The University of Oklahoma wanted him, and so did Tulane. Rogers picked Tulane and was slick enough there to convince the Astros he was worth a 2016 third-round draft pick.

He was hitting .265 with an .814 OPS at high Single A on the night of Aug. 31, 2017, sitting in an apartment with a bunch of teammates in Buies Creek, N.C., home of the then-Buies Creek Astros.

On the move

It was the very last night of August, and with the minor-league regular season shutting down Labor Day, various teammates had been purged from their end-of-August leases. Sofa space had become bed space. A few floors seemed destined to turn into air-mattress boudoirs.

It was sometime around 11 when Rogers got word he might be headed to Detroit in a mega-deal for Verlander. Twitter soon was blowing up with word Verlander had nixed the deal. Then, near midnight, came word Verlander had said yes.

A superstar was headed to Houston. Rogers, Daz Cameron, and Franklin Perez, all prized Astros prospects, were now Tigers inventory. The Astros called to say a cordial goodbye. Tigers general manager Al Avila called minutes later to say hello, welcome, and stay tuned for orders from Littlefield on where to report.

“Getting things cleaned up,” Jake Rogers says of his offseason work. “Just working with videos, seeing if I’m doing things right. I’ve made some good strides.”

The next day he was on a 1 p.m. flight bound for Lakeland and for a quick two-game cameo with the Single-A Flying Tigers before the 2017 season shut down.

“There were a lot of emotions, but it was good,” Rogers said. “I mean, you’re with the team that drafted you, and that’s a special place, but once I saw the big picture I was excited to come over and put on the Olde English D and play for a great team with such a great tradition.

“After it all settled down, it was great.”

How he eased into a nearly effortless defensive realm as a catcher is, Littlefield repeats several times in any chat about Rogers, all a product of being “a very athletic, agile player.”

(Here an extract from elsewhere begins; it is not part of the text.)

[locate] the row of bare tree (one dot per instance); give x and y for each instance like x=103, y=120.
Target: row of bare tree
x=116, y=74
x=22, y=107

But he mentions other elements. There’s the intelligence that made Rogers attractive to Tulane, the scholarly private university in New Orleans.

Littlefield also says Rogers works harder than the average dude. He is the son of a one-time cotton farmer and knows a bit about hardscrabble Texas and its ways. The ethic hasn’t been lost.

Rogers talks about past influences and tutors: Bruce Sutter, son of the Hall of Fame pitcher, who was his first true catching coach at Tulane. Philip Miller, now an assistant coach at the University of Texas, was huge in Rogers’ early grooming.

And then there was a Hall of Fame catcher with whom Tigers fans are familiar: Pudge Rodriguez, who made an imprint during an Astros instructional camp shortly after Rogers was drafted.

He took more pointers from two minor-league Tigers managers who are ex-catchers: Mike Rabelo and Andrew Graham. They saw a gifted young man who not only had innate talent coaches needn’t have touched, but a youngster who would listen, who would absorb, who craved getting better.

Littlefield suspect Rogers’ bat will surge in something of a parallel to the way in which his defense earlier blossomed.

Is that possible? Probable? Achievable?

The Tigers and Rogers will find out. Spring camp begins in four weeks. Rogers’ growth-curve, however it plays out, will be one of 2019’s more absorbing prospect presentations.